En medio de la discusión pública sobre la reducción de semanas efectivas del ciclo escolar en México, el debate de fondo no debería limitarse únicamente a un calendario académico. El verdadero tema es mucho más profundo: la educación sigue siendo el principal motor de desarrollo económico, competitividad empresarial y movilidad social de cualquier país.

De acuerdo con información reciente dada a conocer por la Confederación Patronal de la República Mexicana (COPARMEX), México enfrenta todavía un rezago educativo importante derivado de la pandemia y de decisiones que han afectado la continuidad académica. Los resultados de PISA 2022 colocaron al país entre los últimos lugares de la OCDE en aprendizaje, mientras que el rezago educativo alcanza al 19.4% de la población y mantiene una tendencia creciente desde 2016.

Más allá de las cifras, el mensaje es contundente: ningún país puede aspirar a competir globalmente si debilita su sistema educativo.

La experiencia internacional lo demuestra con claridad. Corea del Sur es probablemente uno de los casos más emblemáticos. Hace apenas seis décadas era una nación con altos niveles de pobreza y limitadas capacidades industriales. Su apuesta estratégica por la educación técnica, científica y tecnológica permitió construir una fuerza laboral altamente capacitada que hoy sostiene a empresas globales líderes en innovación, manufactura y tecnología.

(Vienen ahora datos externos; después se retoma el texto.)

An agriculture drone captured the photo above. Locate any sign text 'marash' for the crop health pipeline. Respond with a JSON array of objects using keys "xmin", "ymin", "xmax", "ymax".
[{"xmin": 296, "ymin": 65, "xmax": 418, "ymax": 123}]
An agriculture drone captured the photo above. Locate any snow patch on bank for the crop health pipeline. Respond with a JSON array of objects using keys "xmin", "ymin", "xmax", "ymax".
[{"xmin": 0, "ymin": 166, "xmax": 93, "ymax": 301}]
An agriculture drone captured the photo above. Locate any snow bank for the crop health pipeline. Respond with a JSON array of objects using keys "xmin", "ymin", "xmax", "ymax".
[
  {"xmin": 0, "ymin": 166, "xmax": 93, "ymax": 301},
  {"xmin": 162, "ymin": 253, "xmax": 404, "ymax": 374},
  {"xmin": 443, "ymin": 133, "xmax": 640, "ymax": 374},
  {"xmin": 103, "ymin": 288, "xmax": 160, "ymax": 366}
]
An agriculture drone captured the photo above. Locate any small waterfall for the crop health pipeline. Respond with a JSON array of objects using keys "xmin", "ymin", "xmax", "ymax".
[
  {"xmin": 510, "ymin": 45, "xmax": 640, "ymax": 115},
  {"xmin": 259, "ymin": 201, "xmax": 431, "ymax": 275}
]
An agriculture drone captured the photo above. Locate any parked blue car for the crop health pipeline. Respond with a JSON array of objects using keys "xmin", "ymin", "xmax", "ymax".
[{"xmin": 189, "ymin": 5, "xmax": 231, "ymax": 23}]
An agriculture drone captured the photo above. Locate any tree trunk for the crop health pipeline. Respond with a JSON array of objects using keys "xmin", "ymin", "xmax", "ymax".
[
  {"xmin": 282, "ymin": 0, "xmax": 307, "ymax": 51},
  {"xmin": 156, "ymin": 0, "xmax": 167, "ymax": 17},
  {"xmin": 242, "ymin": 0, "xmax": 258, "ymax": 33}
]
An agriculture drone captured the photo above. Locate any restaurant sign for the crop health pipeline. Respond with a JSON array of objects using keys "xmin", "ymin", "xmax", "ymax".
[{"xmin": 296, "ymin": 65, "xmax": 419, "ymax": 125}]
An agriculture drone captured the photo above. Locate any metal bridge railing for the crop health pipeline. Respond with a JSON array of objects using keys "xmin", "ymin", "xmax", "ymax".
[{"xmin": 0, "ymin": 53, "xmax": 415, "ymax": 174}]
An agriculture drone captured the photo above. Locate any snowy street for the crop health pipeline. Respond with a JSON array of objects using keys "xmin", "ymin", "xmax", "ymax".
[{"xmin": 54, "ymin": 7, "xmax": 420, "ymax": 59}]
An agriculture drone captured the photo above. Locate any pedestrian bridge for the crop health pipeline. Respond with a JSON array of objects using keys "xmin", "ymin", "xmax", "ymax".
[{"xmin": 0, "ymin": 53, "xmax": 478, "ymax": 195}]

Algo similar ocurrió en Finlandia, donde la transformación educativa fue entendida como una política de Estado de largo plazo. El país apostó por profesionalizar a los docentes, fortalecer la calidad académica y garantizar igualdad de oportunidades. El resultado fue una economía más productiva, mayores niveles de bienestar y una de las sociedades más competitivas del mundo.

Singapur representa otro ejemplo relevante. Sin recursos naturales abundantes, convirtió la educación en el centro de su estrategia nacional. Hoy es uno de los principales hubs financieros, tecnológicos y logísticos del planeta gracias a un modelo que priorizó la formación de talento, el dominio tecnológico y la innovación empresarial.

La correlación entre educación y crecimiento económico no es casualidad. Los países que invierten consistentemente en capital humano logran mayores niveles de productividad, mejores salarios, empresas más innovadoras y una capacidad mucho más sólida para atraer inversiones internacionales.

En el contexto actual, esta realidad adquiere todavía mayor relevancia para México. La relocalización de cadenas productivas, el crecimiento de industrias tecnológicas y las nuevas dinámicas del comercio global exigen talento altamente preparado. El fenómeno de la manufactura avanzada, la automatización y la inteligencia artificial no podrá aprovecharse plenamente sin capital humano competitivo.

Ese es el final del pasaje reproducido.